Planning ahead can be the difference between winning and losing

The New York Times did something very interesting last week: it published the article its reporter had written for the paper to use had Vice President Joe Biden decided to run for president. The editors published the article because they thought it helped explain why he didn’t run. But the most important lesson one should take from the article has nothing to do with politics.

The most important lesson is about being prepared. As the Times acknowledged, when a big news event is coming but no one knows how it will turn out, the paper often prepares multiple articles based on the possible outcomes. That is a smart thing to do — and sometimes being prepared like that is even essential.

We recently learned about a case in which a party wanted to file an appeal. The party lost an important ruling in the trial court, and that ruling had an immediate, negative impact on that party. The ruling was likely incorrect, and there was a good chance that the appellate court would reverse it. But the party and its trial attorney didn’t consider the possibility that the trial court might rule against them, so they failed to plan.

Due to the nature of the case, the party needed almost immediate relief from the trial court’s ruling. To get that relief, they needed to find and hire an appellate attorney and have that attorney get up to speed, prepare the necessary appellate motion and briefs, file them with the appellate court, and get the appellate court to issue a ruling — all within 48 hours.

Needless to say, that was an impossible task. Even though the party should have won the case, they lost because they didn’t plan for the possibility that the trial court might rule against them and they would need to quickly appeal.

We once faced a similar task for a client, but we planned ahead and had our emergency appellate motion and briefs ready to be filed before we even went to trial. When the trial judge ruled against our client, we were able to get the Georgia Supreme Court to intervene in less than 72 hours, and we ultimately won the case.

Newspapers prepare multiple articles based on the possible outcomes of big events so they can be ready when those big events happen.
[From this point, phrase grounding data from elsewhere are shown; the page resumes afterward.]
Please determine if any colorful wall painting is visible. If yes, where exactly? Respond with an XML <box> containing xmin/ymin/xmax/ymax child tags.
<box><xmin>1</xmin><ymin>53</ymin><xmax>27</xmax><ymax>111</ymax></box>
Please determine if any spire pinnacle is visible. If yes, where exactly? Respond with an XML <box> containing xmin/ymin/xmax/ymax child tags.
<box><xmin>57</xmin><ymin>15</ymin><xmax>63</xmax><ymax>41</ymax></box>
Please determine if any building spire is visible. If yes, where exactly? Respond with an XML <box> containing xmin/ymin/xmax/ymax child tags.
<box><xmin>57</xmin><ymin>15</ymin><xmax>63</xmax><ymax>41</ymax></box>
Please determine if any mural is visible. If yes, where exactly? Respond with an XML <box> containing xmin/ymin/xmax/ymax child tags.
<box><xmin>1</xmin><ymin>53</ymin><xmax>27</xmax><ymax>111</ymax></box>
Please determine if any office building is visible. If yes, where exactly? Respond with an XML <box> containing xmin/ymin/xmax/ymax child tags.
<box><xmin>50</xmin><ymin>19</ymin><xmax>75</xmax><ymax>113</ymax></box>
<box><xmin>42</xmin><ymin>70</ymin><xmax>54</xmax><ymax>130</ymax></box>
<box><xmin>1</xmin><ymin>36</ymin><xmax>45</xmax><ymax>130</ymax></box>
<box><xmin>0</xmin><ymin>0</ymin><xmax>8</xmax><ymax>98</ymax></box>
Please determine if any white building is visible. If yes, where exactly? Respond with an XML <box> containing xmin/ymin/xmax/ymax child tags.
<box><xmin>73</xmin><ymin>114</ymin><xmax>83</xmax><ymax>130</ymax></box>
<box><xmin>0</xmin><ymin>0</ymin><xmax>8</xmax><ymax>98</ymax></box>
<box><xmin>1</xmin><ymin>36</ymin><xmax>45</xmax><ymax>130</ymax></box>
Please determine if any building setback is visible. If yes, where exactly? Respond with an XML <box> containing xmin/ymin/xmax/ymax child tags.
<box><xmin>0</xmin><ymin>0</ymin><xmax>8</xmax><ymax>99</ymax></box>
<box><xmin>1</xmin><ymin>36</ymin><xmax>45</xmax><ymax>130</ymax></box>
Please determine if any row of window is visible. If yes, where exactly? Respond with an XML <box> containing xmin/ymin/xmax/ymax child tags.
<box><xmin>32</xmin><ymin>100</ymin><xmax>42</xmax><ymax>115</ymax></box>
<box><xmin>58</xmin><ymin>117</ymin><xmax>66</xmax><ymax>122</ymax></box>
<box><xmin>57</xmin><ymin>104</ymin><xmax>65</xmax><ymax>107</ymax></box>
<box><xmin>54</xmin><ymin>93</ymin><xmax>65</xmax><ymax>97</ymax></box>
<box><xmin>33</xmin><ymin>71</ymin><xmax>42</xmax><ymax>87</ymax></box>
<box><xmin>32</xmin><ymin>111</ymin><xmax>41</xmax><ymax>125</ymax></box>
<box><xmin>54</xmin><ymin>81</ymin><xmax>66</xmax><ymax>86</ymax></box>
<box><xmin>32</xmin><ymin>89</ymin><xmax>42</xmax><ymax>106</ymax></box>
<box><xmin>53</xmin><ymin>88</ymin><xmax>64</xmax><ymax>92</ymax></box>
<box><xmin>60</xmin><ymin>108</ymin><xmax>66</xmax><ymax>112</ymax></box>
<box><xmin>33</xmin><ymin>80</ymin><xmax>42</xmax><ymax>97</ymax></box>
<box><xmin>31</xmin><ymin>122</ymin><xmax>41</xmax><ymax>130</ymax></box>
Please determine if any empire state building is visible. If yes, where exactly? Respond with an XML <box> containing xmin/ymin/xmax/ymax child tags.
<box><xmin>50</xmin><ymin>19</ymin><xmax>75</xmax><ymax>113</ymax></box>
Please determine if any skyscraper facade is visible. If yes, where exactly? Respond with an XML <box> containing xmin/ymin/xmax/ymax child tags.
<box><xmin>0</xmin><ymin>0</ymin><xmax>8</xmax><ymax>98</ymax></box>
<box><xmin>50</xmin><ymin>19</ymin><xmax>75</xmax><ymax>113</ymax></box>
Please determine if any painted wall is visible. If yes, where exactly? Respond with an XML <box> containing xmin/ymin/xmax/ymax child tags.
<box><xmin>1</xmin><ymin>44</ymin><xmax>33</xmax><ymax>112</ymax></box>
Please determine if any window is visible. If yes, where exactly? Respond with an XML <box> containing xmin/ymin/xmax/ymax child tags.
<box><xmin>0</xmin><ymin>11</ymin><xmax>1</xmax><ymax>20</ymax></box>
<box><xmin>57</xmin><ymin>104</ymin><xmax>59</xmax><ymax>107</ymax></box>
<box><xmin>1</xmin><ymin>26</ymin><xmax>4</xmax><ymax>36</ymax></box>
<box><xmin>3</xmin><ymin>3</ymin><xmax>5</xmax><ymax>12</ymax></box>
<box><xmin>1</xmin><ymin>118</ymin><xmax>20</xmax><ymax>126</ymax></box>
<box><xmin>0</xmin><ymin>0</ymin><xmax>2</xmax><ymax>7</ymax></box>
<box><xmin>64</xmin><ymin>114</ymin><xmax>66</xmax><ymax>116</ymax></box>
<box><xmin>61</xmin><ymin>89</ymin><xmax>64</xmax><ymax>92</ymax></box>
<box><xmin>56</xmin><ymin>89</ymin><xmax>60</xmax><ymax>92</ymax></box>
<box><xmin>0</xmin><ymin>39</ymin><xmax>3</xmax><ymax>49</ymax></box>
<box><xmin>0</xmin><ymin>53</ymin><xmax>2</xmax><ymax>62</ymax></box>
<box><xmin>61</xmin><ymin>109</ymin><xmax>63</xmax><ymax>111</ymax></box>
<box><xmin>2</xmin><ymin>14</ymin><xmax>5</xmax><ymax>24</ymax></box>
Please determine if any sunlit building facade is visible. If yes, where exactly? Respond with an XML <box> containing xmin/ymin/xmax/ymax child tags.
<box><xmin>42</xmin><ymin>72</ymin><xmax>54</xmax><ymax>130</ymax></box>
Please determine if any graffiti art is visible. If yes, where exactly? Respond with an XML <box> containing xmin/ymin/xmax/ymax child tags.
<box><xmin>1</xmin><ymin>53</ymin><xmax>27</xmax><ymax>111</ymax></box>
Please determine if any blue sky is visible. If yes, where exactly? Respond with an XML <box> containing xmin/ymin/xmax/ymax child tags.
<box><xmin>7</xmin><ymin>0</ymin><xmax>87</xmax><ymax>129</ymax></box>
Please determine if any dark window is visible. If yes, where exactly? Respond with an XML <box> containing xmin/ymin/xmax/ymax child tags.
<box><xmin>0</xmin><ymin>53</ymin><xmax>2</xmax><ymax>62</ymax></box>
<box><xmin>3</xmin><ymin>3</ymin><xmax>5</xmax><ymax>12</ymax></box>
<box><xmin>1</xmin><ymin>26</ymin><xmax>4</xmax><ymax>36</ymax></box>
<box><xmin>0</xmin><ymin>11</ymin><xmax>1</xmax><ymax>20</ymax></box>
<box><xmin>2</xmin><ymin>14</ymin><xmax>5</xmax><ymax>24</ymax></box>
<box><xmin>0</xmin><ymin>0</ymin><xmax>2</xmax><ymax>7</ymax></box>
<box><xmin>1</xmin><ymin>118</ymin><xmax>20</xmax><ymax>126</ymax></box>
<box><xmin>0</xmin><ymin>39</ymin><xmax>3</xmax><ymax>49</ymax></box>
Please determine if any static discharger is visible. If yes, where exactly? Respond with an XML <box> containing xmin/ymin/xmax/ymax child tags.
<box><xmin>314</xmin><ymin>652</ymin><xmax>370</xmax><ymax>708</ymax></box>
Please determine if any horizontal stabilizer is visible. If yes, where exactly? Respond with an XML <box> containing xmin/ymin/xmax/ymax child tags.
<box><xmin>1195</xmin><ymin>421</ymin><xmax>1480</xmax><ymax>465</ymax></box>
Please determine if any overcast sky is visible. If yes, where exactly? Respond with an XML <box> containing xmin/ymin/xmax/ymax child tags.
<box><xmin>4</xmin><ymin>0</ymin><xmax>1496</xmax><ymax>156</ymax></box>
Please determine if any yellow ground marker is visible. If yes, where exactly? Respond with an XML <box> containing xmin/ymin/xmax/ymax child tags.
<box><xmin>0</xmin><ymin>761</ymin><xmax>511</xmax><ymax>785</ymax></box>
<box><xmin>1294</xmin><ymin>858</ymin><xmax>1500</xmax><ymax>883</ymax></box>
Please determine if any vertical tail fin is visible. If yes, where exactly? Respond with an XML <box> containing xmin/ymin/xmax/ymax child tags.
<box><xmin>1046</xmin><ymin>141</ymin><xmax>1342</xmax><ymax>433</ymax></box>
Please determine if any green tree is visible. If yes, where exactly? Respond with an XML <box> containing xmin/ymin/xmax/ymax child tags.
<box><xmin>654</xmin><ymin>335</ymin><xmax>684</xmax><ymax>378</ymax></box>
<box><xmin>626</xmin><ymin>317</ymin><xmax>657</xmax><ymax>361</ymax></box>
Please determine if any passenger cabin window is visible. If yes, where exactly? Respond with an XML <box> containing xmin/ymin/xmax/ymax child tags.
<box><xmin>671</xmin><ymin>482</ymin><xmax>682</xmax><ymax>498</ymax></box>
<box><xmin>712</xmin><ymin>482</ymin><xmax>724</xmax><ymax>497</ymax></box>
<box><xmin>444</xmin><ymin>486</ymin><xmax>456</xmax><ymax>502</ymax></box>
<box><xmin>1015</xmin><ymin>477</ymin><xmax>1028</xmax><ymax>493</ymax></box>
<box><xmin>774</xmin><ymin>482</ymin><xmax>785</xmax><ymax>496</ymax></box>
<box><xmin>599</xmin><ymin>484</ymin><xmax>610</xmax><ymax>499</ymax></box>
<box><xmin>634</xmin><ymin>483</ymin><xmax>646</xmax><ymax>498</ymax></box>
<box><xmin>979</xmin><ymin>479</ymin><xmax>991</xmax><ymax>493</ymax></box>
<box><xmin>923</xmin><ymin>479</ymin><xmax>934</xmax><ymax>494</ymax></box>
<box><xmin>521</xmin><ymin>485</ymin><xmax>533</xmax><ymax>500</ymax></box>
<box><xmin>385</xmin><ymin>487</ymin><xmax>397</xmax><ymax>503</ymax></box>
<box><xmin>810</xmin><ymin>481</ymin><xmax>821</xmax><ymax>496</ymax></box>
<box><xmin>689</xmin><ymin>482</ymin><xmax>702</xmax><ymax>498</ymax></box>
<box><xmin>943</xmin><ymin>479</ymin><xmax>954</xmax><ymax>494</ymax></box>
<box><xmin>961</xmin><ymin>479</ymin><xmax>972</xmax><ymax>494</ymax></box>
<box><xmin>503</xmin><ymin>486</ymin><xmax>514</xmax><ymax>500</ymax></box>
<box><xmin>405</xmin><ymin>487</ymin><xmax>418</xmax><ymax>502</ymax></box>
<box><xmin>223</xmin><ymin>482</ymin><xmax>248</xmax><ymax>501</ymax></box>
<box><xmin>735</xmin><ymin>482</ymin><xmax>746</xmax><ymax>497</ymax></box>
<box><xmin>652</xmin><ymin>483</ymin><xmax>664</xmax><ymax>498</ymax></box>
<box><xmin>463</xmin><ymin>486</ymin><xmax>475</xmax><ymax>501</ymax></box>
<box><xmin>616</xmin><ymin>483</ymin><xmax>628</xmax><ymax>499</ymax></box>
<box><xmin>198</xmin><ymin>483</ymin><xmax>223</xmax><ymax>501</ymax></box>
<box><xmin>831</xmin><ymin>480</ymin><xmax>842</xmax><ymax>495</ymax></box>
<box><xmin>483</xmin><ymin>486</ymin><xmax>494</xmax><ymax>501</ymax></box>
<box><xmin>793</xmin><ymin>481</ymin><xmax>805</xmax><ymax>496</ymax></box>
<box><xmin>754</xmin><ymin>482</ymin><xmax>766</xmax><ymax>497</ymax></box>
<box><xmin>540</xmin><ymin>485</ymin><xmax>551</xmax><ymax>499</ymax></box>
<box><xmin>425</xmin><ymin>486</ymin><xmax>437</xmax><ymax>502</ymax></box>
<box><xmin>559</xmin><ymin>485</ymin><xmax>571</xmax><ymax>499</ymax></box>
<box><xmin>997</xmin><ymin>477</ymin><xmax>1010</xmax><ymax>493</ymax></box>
Similarly — when time matters, like when a client’s manufacturing supply chain will be interrupted by an adverse ruling — good lawyers plan ahead in case things don’t go their client’s way, and they get their client to confront and plan for those possibilities before they happen. Such advance planning is a good idea in other business settings too.

To try to save money and effort, some may say let’s not think about those possibilities unless it’s necessary. But sometimes once it becomes necessary, it can be too late.